PP's Alberto Núñez Feijóo wins 41 seats · Podemos-linked En Marea beats PSOE to third place, both end up with 14 seats each · BNG retains 6 seats

Predictions that left-wing alliance En Marea would overtake the Spanish Socialists (PSOE) in Galicia have been only partially fulfilled after yesterday's election to the Galician Parliament, in which Spanish conservative PP clearly won. Incumbent Alberto Núñez Feijóo reelected as Galician president for the coming 4 years. Galician pro-sovereignty BNG performed better than expected.

En Marea's halfway overtaking means the alliance won some 17,000 more votes than PSOE, but both parties ended up with the same number of seats, 14. The Socialists could still be securing one extra seat (their 15th) depending on the foreign vote count.

If that is not the case, then En Marea's top candidate Luis Villares is set to become the leader of the opposition to Feijóo's new government. Feijóo, having won his third absolute majority in a row, is now emerging as one of the strongest men within the Popular Party at the Spanish level, even in a position to succeed Spanish president Mariano Rajoy when he decides to quit the party's forefront.

According to Villares, yesterday's result allows En Marea to "build a political alternative [that is] able to govern" the country in 2020 after breaking the PP's absolute majority and to articulate "a national project for Galicia."
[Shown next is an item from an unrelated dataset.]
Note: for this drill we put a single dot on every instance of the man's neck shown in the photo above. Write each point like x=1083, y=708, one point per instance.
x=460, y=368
The En Marea alliance is made up of several left-wing parties, some of them Spain-wide (Podemos and United Left), some of them Galician pro-sovereignty (Anova and Cerna) and the others being local candidacies. In 2012, Anova and United Left had already ran together for the Galician election (Podemos did not exist at that time) under the AGE banner, which won 9 seats.

Out of En Marea's 14 seats, 3 were claimed by Anova and Cerna. Thus, Galician pro-sovereignty parties will have a combined 9 seats in the upcoming Galician Parliament, as the Galician Nationalist Bloc (BNG) yesterday took 6 seats. That is only one seat less than in 2012, even if opinion polls predicted a much worse result for them.
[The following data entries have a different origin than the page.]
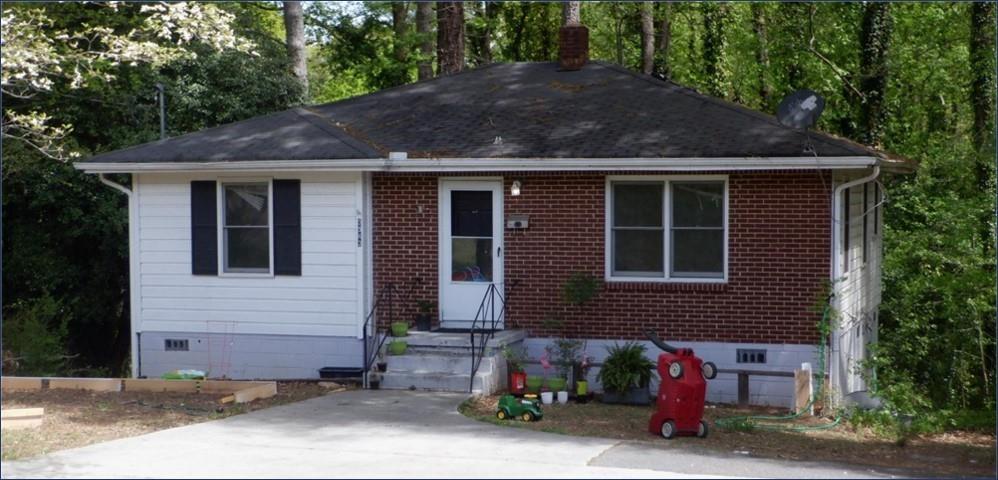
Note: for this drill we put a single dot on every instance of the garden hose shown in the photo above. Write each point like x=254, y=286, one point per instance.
x=730, y=423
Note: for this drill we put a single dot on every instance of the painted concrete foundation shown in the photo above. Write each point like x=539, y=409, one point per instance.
x=775, y=391
x=242, y=356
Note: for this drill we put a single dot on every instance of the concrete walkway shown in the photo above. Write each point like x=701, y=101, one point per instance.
x=386, y=434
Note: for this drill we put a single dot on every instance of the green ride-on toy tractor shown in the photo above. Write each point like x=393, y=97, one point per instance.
x=526, y=409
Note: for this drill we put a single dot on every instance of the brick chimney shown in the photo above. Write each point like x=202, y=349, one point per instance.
x=573, y=47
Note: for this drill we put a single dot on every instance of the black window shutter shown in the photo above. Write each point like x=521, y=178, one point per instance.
x=287, y=227
x=204, y=228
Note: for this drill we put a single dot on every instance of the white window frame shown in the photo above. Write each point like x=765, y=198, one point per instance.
x=222, y=250
x=666, y=276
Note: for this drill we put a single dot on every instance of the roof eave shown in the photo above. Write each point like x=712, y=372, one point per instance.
x=496, y=164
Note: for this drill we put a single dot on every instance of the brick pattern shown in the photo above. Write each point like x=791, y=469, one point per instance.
x=778, y=258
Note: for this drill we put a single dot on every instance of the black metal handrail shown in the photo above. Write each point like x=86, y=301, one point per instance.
x=489, y=321
x=375, y=330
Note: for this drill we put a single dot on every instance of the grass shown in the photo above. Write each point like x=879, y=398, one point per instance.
x=961, y=452
x=77, y=418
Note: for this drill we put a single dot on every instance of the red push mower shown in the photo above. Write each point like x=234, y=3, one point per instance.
x=681, y=392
BNG leader Ana Pontón said she hopes yesterday's election will be a "turning point" for her party. In case a Spanish snap election is held in December this year, Pontón did not rule out that BNG is able to capture at least one seat in the Spanish Cortes. BNG used to have 2 seats in the Spanish Parliament, but lost them in the last two consecutive elections (December 2015 and June 2016).

PP policies endorsed

Those two elections being unable -to date- to produce a majority able to elect a government, analysts now suggest that PP could grow further in the event of a third Spanish election in a row, as yesterday's result comes as a major endorsement for the Spanish conservatives. Feijóo this morning called on PSOE to facilitate Rajoy's election to the head of the Spanish government without resorting to a third election.
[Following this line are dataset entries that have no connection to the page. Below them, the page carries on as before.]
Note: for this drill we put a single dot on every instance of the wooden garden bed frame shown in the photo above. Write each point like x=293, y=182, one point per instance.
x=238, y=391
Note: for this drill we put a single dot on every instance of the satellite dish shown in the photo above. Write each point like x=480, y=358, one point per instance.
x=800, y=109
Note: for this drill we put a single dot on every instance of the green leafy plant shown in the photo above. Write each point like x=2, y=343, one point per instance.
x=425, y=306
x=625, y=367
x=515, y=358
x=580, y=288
Come what may, Feijóo remains the only head of government in all of Spain's autonomous communities -exception being made of tiny city-region of Melilla- who currently enjoys an absolute majority. This allows him to apply without further limitations the PP's manifesto, which as regards the issue of Galician self-government merely quotes a list of pending transfers of powers from the Spanish to the Galician government which the conservative party says should now be negotiated. PP argues there is no need to introduce any amendments to the Spanish Constitution or the Galician Statute of Autonomy.